AMD continues to put their money where their mouth is by consistently introducing amazing performance at a reasonable price, even with their slight markups for Zen 3. They’ve had Intel on the ropes for some time, and if Intel isn’t able to conjur some modicum of technological wizardry, they may get knocked over them before having a chance to strike back! That may not be entirely true, as this massive game of cat and mouse has been going on for decades, but we’re potentially still at least a couple of years before Intel might be considered truly competitive with AMD again. Here’s hoping Intel haven’t done themselves in for a 14-year chase like AMD just finished!

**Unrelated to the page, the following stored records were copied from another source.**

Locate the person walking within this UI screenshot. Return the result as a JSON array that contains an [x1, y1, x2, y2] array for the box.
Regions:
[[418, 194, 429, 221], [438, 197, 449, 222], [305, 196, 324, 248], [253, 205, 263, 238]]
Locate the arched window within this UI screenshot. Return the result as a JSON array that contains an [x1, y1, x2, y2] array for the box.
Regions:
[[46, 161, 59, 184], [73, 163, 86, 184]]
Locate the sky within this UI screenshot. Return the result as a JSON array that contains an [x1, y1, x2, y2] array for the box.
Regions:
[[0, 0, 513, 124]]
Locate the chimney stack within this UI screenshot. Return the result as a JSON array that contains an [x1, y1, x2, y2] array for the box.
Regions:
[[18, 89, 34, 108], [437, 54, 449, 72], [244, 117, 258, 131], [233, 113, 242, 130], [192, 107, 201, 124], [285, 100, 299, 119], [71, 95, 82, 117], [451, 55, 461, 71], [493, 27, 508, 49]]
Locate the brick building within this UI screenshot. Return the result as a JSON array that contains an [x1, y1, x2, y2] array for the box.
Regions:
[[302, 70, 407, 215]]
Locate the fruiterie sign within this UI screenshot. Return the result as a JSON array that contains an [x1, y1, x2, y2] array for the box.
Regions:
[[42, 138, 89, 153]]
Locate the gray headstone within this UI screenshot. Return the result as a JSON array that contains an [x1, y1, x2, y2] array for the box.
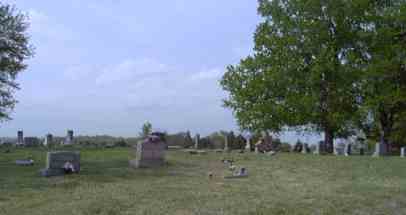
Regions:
[[224, 134, 230, 151], [130, 135, 166, 168], [64, 130, 73, 145], [17, 130, 24, 145], [41, 151, 80, 177], [245, 137, 251, 150], [313, 142, 321, 155], [195, 134, 200, 149], [44, 134, 54, 146], [374, 143, 386, 157], [344, 143, 351, 156], [302, 143, 307, 154]]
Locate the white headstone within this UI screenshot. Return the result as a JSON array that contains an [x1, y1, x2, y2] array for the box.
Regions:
[[195, 134, 200, 149], [374, 143, 386, 157], [17, 130, 24, 145], [302, 143, 307, 154], [313, 142, 321, 155], [245, 137, 251, 150], [344, 142, 351, 156]]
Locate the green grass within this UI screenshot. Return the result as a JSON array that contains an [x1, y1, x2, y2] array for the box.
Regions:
[[0, 149, 406, 215]]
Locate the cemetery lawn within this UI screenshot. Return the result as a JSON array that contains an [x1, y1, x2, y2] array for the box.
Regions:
[[0, 148, 406, 215]]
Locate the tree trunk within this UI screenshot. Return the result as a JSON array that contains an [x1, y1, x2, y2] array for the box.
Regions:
[[324, 128, 334, 153], [379, 105, 394, 154], [380, 127, 392, 155]]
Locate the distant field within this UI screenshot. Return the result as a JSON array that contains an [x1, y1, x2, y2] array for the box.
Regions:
[[0, 148, 406, 215]]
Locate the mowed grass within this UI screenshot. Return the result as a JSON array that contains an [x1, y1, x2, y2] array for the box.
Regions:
[[0, 148, 406, 215]]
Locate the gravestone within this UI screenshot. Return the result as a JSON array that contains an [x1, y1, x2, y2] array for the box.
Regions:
[[195, 134, 200, 149], [373, 143, 386, 157], [44, 134, 54, 146], [40, 151, 80, 177], [313, 142, 321, 155], [302, 143, 308, 154], [245, 137, 251, 151], [17, 130, 24, 145], [224, 134, 230, 152], [64, 130, 73, 145], [334, 140, 345, 156], [255, 131, 274, 153], [130, 135, 166, 168], [24, 137, 40, 146], [344, 143, 351, 156]]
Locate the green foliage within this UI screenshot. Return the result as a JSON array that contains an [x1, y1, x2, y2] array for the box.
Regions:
[[221, 0, 406, 152], [0, 2, 33, 121], [221, 0, 364, 146], [361, 0, 406, 149]]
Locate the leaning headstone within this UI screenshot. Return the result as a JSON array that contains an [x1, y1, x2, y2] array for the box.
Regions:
[[344, 143, 351, 156], [195, 134, 200, 149], [130, 135, 166, 168], [373, 143, 386, 157], [313, 142, 321, 155], [224, 134, 230, 152], [64, 130, 73, 145], [302, 143, 308, 154], [40, 151, 80, 177], [44, 134, 54, 146], [245, 137, 251, 151], [17, 130, 24, 145]]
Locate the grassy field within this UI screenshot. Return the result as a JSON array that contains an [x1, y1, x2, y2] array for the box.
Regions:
[[0, 148, 406, 215]]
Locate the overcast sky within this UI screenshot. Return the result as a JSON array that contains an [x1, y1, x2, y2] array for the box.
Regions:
[[0, 0, 322, 143]]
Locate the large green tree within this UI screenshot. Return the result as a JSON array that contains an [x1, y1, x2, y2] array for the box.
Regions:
[[221, 0, 372, 152], [362, 0, 406, 152], [0, 3, 33, 121]]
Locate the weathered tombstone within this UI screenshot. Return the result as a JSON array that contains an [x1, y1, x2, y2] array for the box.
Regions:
[[245, 137, 251, 151], [359, 143, 365, 156], [195, 134, 200, 149], [344, 142, 351, 156], [262, 131, 272, 146], [40, 151, 80, 177], [334, 139, 345, 156], [64, 130, 73, 145], [224, 167, 248, 179], [302, 143, 308, 154], [373, 143, 386, 157], [44, 134, 54, 146], [130, 135, 166, 168], [24, 137, 40, 146], [17, 130, 24, 145], [16, 159, 34, 166], [224, 134, 230, 152], [313, 142, 321, 155]]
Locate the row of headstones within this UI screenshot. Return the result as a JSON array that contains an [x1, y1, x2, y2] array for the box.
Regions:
[[16, 130, 73, 145], [302, 143, 406, 158], [194, 134, 251, 151]]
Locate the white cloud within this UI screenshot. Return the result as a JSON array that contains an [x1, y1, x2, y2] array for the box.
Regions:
[[96, 58, 168, 85], [190, 68, 224, 81], [28, 9, 77, 42]]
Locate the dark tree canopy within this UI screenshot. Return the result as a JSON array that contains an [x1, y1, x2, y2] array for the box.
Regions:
[[0, 3, 33, 120]]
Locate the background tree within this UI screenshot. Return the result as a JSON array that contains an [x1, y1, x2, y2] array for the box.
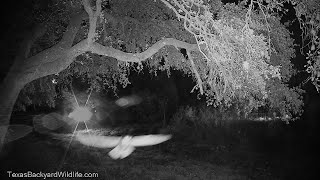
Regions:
[[0, 0, 312, 152]]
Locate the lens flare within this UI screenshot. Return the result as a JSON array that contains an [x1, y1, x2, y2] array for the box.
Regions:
[[68, 107, 92, 122]]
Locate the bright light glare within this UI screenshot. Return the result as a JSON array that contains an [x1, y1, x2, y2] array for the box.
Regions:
[[68, 107, 92, 122]]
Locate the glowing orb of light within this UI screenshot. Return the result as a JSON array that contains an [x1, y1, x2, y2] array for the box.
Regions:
[[68, 107, 92, 122]]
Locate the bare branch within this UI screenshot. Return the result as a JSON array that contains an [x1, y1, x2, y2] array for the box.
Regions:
[[187, 51, 203, 94], [82, 0, 101, 46], [88, 38, 199, 62]]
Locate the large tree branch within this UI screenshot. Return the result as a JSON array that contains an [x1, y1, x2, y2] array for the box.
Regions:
[[88, 38, 198, 62], [82, 0, 101, 46]]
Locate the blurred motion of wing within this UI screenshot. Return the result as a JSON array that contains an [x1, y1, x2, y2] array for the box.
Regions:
[[115, 95, 142, 108], [76, 133, 121, 148], [131, 134, 172, 147], [108, 145, 135, 159], [0, 124, 32, 143]]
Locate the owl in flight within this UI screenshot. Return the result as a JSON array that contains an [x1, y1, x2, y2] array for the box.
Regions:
[[76, 133, 171, 159]]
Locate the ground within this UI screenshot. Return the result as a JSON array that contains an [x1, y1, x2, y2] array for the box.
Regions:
[[0, 114, 316, 180]]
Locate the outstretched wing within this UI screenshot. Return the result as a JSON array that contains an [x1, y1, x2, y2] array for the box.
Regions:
[[108, 145, 135, 159], [130, 134, 172, 147], [76, 133, 121, 148]]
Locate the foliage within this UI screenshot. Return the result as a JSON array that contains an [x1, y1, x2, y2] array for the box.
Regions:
[[291, 0, 320, 92]]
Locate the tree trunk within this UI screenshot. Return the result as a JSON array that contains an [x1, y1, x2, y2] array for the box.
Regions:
[[0, 75, 25, 153]]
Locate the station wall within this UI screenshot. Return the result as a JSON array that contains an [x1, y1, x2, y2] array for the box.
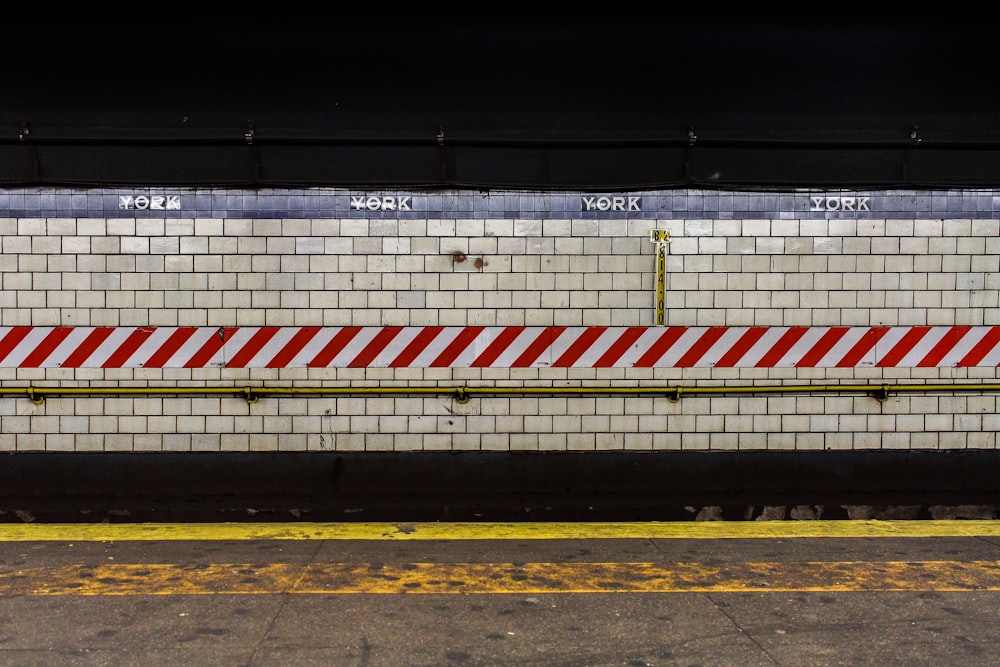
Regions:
[[0, 189, 1000, 452]]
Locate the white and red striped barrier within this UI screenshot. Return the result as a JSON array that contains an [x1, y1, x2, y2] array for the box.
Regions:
[[0, 326, 1000, 368]]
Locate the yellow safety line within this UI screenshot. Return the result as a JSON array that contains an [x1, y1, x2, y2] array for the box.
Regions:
[[0, 520, 1000, 542], [0, 561, 1000, 597]]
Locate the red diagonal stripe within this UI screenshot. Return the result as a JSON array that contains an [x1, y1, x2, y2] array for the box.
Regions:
[[61, 327, 115, 368], [795, 327, 850, 368], [184, 327, 238, 368], [552, 327, 607, 368], [837, 327, 889, 368], [594, 327, 648, 368], [101, 327, 154, 368], [143, 327, 198, 368], [674, 327, 728, 368], [715, 327, 767, 368], [306, 327, 361, 368], [267, 327, 320, 368], [632, 327, 688, 368], [755, 327, 806, 368], [0, 327, 34, 360], [875, 327, 931, 368], [389, 327, 444, 368], [348, 327, 403, 368], [472, 327, 524, 368], [956, 327, 1000, 366], [511, 327, 566, 368], [917, 326, 972, 368], [430, 327, 485, 368], [21, 327, 73, 368], [226, 327, 278, 368]]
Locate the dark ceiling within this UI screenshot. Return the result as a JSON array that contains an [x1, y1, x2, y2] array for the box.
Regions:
[[0, 17, 1000, 190]]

Best Entry-Level: Asus TUF Gaming X570-Plus (Wi-Fi) – The tried and true TUF Gaming series from Asus continues to deliver stellar price-to-performance value, under $200, for even the top-tier Ryzen CPUs.
Best Overall: MSI MEG X570 Unify – MSI knocked it out of the park with the X570 Unify, and at the same time, proved they’re committed to their users and the overall quality of their products. If you’re in the price range for it, the X570 Unify is arguably the sleekest and most compelling X570 motherboard to date.
Best High-Performance: Gigabyte X570 Aorus Xtreme – Raw, undeniable performance… For a price. At $700, Gigabyte is asking a lot, but the Aorus Xtreme truly offers best-in-class VRM performance, extensive connectivity, and build quality. However, if you nearly choked at the thought of spending $700 on a motherboard, the Asus ROG Crosshair VIII Hero (Wi-Fi), is the best reasonable enthusiast-class X570 at nearly half the price; $380.
Best mATX: Asus TUF Gaming B550M-Plus (Wi-Fi) – Asus provides one of the absolute best mATX AM4 motherboards to date, with equivalent VRM performance compared to its direct competition, but with superior rear I/O USB connectivity.
Best mini-ITX: Asus ROG STRIX X570-I Gaming – Despite a strong lineup of high-end mini-ITX AM4 motherboards for X570 and B550, the X570-I Gaming still comes out on top. Especially for a high-end Ryzen 9, Asus is the king of the SFF scene.